Create Libraries of Tools & Research

Taylor and Jared agree that creating a library for easy reference pays in the long run. It may take effort, but a highly visual, informational, and interactive tool will create a buzz with your stakeholders.

“You’re not building these reference libraries to be thrown away,” Jared said. “You’re going to have these for the long term of the project.”

But perhaps you prefer to know the data around the product, the people, and their pain points – you’re not much for formal documentation. Taylor advises putting in the effort for empathy building tools.

“If you’re doing design sprints, you’re doing some sort of empathy mapping exercise,” Taylor pointed out. “To create empathy, you have to have understanding. And to truly inform your empathy maps, you must use real user data, not just stakeholder assumptions.”

Taylor said it’s also important to keep your empathy maps categorized so you can leverage them at any time for additional sprints. “It’s essentially creating a go-to kind of catalog,” he said. “It’s going to give you that go-to data that will hopefully save you time down the road.”

The big lesson here? Don’t waste anything. Organize all that upfront work and research. Taylor said how you organize is ultimately up to you, but perhaps buckets could be:

  1. Behavior patterns
  2. Shared perceptions across different audience sets
  3. Shared language or vernacular
  4. Opportunity space
  5. Guiding principles arrived at from thematic analysis (by industry, sector, etc)
  6. Empathy maps

Jared said that all this work to create libraries can expand far beyond your project, too. “It becomes a shared resource,” he said. “The work that you’re doing becomes not only work for your team, but for the whole organization.”
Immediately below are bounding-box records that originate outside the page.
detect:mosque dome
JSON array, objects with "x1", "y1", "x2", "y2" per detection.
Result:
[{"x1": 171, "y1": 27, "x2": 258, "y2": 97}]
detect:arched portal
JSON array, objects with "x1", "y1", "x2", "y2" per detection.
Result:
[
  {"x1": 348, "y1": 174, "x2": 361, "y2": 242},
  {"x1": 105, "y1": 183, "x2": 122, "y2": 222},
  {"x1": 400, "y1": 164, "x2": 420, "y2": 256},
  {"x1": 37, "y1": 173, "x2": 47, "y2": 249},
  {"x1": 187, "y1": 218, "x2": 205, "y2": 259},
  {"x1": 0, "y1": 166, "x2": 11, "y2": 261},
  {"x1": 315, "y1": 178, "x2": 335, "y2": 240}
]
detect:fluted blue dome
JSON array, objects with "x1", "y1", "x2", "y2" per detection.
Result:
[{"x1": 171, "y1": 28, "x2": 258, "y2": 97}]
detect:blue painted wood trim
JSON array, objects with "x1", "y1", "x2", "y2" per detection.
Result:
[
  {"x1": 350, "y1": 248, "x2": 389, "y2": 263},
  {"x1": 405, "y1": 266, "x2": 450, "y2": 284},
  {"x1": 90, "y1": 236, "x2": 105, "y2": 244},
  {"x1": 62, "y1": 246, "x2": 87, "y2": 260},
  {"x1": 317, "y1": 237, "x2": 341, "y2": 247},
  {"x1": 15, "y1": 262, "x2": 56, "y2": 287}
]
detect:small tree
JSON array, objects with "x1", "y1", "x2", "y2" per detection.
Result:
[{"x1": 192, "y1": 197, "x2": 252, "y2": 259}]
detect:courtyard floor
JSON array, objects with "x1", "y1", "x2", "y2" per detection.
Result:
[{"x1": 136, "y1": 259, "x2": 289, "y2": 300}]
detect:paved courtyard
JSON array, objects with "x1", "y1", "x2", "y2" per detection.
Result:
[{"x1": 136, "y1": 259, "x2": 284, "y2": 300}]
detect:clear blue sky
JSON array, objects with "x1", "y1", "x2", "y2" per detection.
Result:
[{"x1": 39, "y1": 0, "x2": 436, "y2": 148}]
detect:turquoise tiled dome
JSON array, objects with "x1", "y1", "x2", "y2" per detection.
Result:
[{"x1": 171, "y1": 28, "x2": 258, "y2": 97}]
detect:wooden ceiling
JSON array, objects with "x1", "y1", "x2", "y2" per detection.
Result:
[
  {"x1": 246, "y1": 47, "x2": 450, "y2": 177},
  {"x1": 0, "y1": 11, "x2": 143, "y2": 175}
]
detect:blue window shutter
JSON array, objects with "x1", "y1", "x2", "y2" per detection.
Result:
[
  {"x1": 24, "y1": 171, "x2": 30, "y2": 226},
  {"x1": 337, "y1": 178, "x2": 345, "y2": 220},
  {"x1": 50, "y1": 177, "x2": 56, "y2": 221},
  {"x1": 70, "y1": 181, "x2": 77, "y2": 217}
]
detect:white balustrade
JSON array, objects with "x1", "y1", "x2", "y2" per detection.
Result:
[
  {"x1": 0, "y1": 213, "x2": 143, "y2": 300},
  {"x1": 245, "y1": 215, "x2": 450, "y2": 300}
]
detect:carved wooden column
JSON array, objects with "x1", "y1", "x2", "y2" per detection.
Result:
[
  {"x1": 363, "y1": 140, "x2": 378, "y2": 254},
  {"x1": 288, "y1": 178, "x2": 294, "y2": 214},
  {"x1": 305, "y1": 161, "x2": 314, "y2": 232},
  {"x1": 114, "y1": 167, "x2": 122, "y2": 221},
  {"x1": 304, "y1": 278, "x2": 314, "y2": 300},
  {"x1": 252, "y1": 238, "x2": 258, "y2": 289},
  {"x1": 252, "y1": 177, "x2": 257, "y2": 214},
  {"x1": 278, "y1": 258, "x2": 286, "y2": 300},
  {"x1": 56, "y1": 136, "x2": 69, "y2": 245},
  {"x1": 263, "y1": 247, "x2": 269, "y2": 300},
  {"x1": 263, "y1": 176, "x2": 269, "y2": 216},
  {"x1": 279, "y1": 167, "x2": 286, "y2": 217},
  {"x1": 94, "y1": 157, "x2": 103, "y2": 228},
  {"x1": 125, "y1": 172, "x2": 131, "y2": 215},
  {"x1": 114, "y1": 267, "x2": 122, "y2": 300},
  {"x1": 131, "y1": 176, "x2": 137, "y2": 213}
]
A diverse group of adults look at pieces of paper while sitting cross legged on the floor.
“Do some guerilla recruiting, put up flyers, talk to people on LinkedIn and social media, in a virtual room or physical room to get at those questions.” ~ Taylor Regan, Director of User Experience and Design, SPR

Set Proper Expectations for Research Sprints

While you can prepare and research ahead of time, your two-week research sprint could change. You may learn something that upsets the entire methodology you planned to use or the questions you would ask.

Jared says, that’s fine. “Maybe you’re running behind schedule and don’t have time to evaluate everything at that moment,” he said, pointing back to your work done upfront. “Having that list you’ve created beforehand helps you easily scan and choose what to use.”

Taylor suggests lining up the types of questions to answer, coming to terms with the scope and what you have time to do. And again, you don’t have to be exhaustive.

He also goes back to getting creative when it comes to how you do your research during this 2-week sprint. “Do some guerilla recruiting, put up flyers, talk to people on LinkedIn and social media, in a virtual room or physical room to get at those questions,” Taylor said.

In the end, it comes down to those questions and the breadth of what’s implied.

Final Thoughts

Ultimately, the goal is not to have just a validated solution or direction to go with your product or service. You are also using that research data to build an insights library for reference at any time, something to inform future sprints, and to use across other teams.

“You are creating a baseline so you can continue to grow all the things that may come after,” said Taylor, “whether that’s with the project, with your team, or with your business.”